Ecosyste.ms: Awesome

An open API service indexing awesome lists of open source software.

Awesome Lists | Featured Topics | Projects

https://github.com/shfshanyue/markdown-read

Read markdown from URL
https://github.com/shfshanyue/markdown-read

markdown

Last synced: about 21 hours ago
JSON representation

Read markdown from URL

Awesome Lists containing this project

README

        

# Markdown Read

[![npm version](https://img.shields.io/npm/v/markdown-read.svg)](https://www.npmjs.com/package/markdown-read)
[![GitHub issues](https://img.shields.io/github/issues/shfshanyue/markdown-read.svg)](https://github.com/shfshanyue/markdown-read/issues)
[![GitHub stars](https://img.shields.io/github/stars/shfshanyue/markdown-read.svg)](https://github.com/shfshanyue/markdown-read/stargazers)
[![npm downloads](https://img.shields.io/npm/dm/markdown-read.svg)](https://www.npmjs.com/package/markdown-read)
[![TypeScript](https://img.shields.io/npm/types/markdown-read.svg)](https://www.npmjs.com/package/markdown-read)
[![node version](https://img.shields.io/node/v/markdown-read.svg)](https://www.npmjs.com/package/markdown-read)
[![code size](https://img.shields.io/github/languages/code-size/shfshanyue/markdown-read.svg)](https://github.com/shfshanyue/markdown-read)
[![install size](https://packagephobia.now.sh/badge?p=markdown-read)](https://packagephobia.now.sh/result?p=markdown-read)
[![npm bundle size](https://img.shields.io/bundlephobia/min/markdown-read.svg)](https://bundlephobia.com/result?p=markdown-read)
[![npm bundle size](https://img.shields.io/bundlephobia/minzip/markdown-read.svg)](https://bundlephobia.com/result?p=markdown-read)
[![dependencies](https://img.shields.io/badge/dependencies-2-brightgreen.svg)](https://github.com/shfshanyue/markdown-read/blob/master/package.json)
[![tree shaking](https://badgen.net/bundlephobia/tree-shaking/markdown-read)](https://bundlephobia.com/result?p=markdown-read)

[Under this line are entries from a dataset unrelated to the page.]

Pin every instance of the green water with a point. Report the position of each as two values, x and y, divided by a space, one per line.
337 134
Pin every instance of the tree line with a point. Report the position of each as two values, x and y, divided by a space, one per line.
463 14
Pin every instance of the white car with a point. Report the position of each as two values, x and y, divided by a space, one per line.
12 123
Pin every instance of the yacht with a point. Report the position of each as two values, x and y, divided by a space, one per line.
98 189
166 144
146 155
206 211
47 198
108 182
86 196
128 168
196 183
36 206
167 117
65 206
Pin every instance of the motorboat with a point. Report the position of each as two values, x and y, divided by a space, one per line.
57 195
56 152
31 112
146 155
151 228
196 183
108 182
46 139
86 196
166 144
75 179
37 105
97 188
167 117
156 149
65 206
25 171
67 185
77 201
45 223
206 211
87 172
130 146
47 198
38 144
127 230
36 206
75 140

Convert any URL to Markdown.

[Try it online: HTML To Markdown](https://devtool.tech/html-md)

## Tech Stack

+ `@mozilla/readability` for read meaning html
+ `turndown` for html to markdown
+ `jsdom` for parse html

## Usage

You will need Node.js installed on your system, then install it globally.

``` bash
$ npm i -g markdown-read

# Turn current page to markdown
$ markdown https://example.com
## Example Domain

This domain is for use in illustrative examples in documents. You may use this domain in literature without prior coordination or asking for permission.

[More information...](https://www.iana.org/domains/example)
```

### Options

- `--header`: Add custom headers to the request. This can be useful for setting user-agent strings or other HTTP headers required by the target website.

Example:

``` bash
$ markdown https://httpbin.org/get --header 'User-Agent: Markdown Reader'
```

## API Reference

### `markdown(url: string, options?: MarkdownOptions): Promise`

Converts a web page to Markdown format.

- `url`: The URL of the web page to convert
- `options`: Optional settings for document retrieval and Markdown conversion
- `headers`: Additional headers to include in the request
- `fetcher`: Custom function to fetch the HTML content
- All options from `TurndownOptions` are also supported

Returns a Promise that resolves to a `MarkdownContent` object or `null` if conversion fails.

#### MarkdownContent

The `MarkdownContent` object extends `ReadabilityContent` and includes:

- `markdown`: The converted Markdown content
- `length`: The length of the Markdown content
- `url`: The original URL of the web page

### `turndown(html: string, options?: TurndownOptions): string`

Converts HTML content to Markdown.

- `html`: The HTML string to convert
- `options`: Optional settings for Turndown conversion. These options will override the default settings.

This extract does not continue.